Area | Variable Name | Value | Needed For |
Cloud Project | gce_zone | Your Google Compute Engine Zone (you can find it under "Location" in the list of Composer Environments) | All |
Cloud Project | gcs_bucket | The Cloud Storage bucket for your Airflow DAGs (you can find a link to the bucket in the Environments page - see Image1) | All |
Cloud Project | cloud_project_id | The Project ID you can find in your GCP console homepage. | All |
BigQuery | erf_bq_dataset | The name of the BigQuery Dataset you wish to use - see image2 and documentation here. | ERFs |
DV360 | partner_ids | The list of partners ids from DV360, used for Entity Read Files, comma separated. | All |
DV360 | private_entity_types | A comma separated list of Private Entity Read Files you would like to import. | ERFs |
DV360 | sequential_erf_dag_name | The name of your dag as it will show up in the UI. Name it whatever makes sense for you (alphanumeric characters, dashes, dots and underscores exclusively). | ERFs |
DV360 | dv360_sdf_advertisers | Dictionary of partners (keys) and advertisers (values) which will be used to download SDFs. Initially you can set up the value to: {"partner_id": ["advertiser_id1", “advertiser_id2”]} and use the dv360_get_sdf_advertisers_from_report_dag dag to update it programmatically. | SDFs |
DV360 | dv360_sdf_advertisers_report_id | DV360 report ID which will be used to get a list of all active partners and advertisers. Initially, you can set up the value as: 1 and use the dv360_create_sdf_advertisers_report_dag dag to update it programmatically. | SDFs, Reports |
DV360 | number_of_advertisers_per_sdf_api_call | Number of advertiser IDs which will be included in each call to DV360 API to retrieve SDFs. Set up the value to: 1 | SDFs |
DV360 | sdf_api_version | SDF Version (column names, types, order) in which the entities will be returned. Set up the value to: 4.2 (no other versions are currently supported). | SDFs |
BigQuery | sdf_bq_dataset | The name of the BigQuery dataset you wish to use to store SDFs. | SDFs |
BigQuery | sdf_file_types | Comma separated value of SDF types that will be returned (e.g. LINE_ITEM, AD_GROUP). Currently, this solution supports: LINE_ITEM, AD_GROUP, AD, INSERTION_ORDER and CAMPAIGN. | SDFs |
Image1:
Image2:
As with any other Airflow deployment, you will need DAG files describing your Workflows to schedule and run your tasks; plus, you'll need hooks, operators and other libraries to help building those tasks.

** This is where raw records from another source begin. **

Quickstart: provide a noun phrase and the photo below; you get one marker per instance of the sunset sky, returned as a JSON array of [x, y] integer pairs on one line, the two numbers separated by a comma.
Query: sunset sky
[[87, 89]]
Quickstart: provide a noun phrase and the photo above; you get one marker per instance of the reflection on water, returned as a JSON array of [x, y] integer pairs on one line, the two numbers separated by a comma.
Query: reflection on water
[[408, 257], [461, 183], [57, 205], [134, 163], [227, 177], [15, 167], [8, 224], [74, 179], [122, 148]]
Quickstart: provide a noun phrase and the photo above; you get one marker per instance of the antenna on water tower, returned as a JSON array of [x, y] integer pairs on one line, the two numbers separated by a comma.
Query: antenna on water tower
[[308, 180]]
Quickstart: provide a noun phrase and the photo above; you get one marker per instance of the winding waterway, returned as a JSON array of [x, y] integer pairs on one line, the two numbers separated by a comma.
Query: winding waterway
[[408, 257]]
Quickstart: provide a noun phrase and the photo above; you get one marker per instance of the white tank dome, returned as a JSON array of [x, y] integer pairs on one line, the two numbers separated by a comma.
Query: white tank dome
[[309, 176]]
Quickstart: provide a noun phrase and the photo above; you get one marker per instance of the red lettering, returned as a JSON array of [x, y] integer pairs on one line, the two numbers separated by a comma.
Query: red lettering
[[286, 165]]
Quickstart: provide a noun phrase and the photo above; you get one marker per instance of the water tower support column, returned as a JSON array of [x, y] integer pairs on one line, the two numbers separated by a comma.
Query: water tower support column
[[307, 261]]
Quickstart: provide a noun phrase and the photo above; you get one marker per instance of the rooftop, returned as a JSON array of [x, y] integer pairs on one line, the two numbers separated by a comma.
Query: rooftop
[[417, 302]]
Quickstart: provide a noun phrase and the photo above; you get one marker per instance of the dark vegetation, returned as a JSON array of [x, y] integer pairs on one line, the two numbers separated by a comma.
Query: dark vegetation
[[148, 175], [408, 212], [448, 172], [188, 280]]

You can find the core files for Orchestra in our github repository: clone the repo (or directly download the files)
You can then design the dags you wish to run and add them to the dags folder.
Upload all the DAGs and other required files to the DAGs Storage Folder that you can access from the Airflow UI.
This will automatically generate the DAGs and schedule them to run (you will be able to see them in the Airflow UI).
From now, you can use (the Composer-managed instance of) Airflow as you normally would - including the different available functionalities for scheduling, troubleshooting, …
Full details can be found here. Please note that files created by Composer are not automatically deleted and you will need to remove them manually or they will still incur. Same thing applies to the BigQuery datasets.
Orchestra is a Framework that allows powerful API access to your data. Liability for how you use that data is your own. It is important that all data you keep is secure and that you have legal permission to work and transfer all data you use. Orchestra can operate across multiple Partners, please be sure that this access is covered by legal agreements with your clients before implementing Orchestra. This project is covered by the Apache License.